Still, all three shows have hit their stride again. And on the bright side, Willow's finally broken up with her mopey lesbian girlfriend on "Buffy."
NOVEMBER: I become embarassingly obsessed with "Hullabaloo," the old '60s music show AMC keeps running during sweeps month. Well, it's hard not to get hooked after catching Gary Lewis sing "Wild Blue Yonder" and then do a duet with dad Jerry Lewis. But I guess it wasn't "Hullabaloo" but another '60s music show that had the weird tag line "Tina Delgato is alive -- alive!" Because despite watching "Hullabaloo" religiously during November I never hear the Tina Delgato line. Who was Tina Delgato anyway? Is she still alive?

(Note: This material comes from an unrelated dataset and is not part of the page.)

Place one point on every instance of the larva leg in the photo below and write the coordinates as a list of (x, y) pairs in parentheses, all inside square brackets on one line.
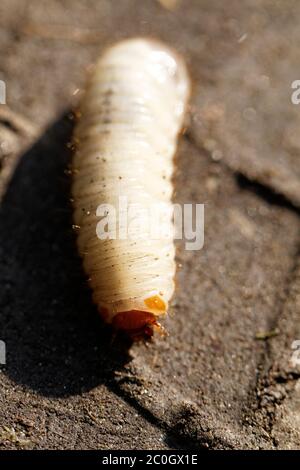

DECEMBER: The holiday season is brightened with the e-mail Battle of the Fox Sitcom Showrunners, which is quickly forwarded all around Hollywood. The story so far: when "Undeclared" executive producer Judd Apatow wanted "That '70s Show" star Topher Grace to make a guest appearance on "Undeclared," he was puzzled why his old friend Mark Brazill, the executive producer on "That '70s Show," kicked up a fuss.
It seems that Brazill was still angry that Apatow had -- in Brazill's mind, anyway -- stolen one of his ideas 10 years ago. Some excerpts from their email argument:
Apatow: "I truly don't remember what you are talking about."
Brazill: "Die in a fiery accident and taste your own blood."
Apatow: "I hope your anger is a joke, because if it isn't ... wow."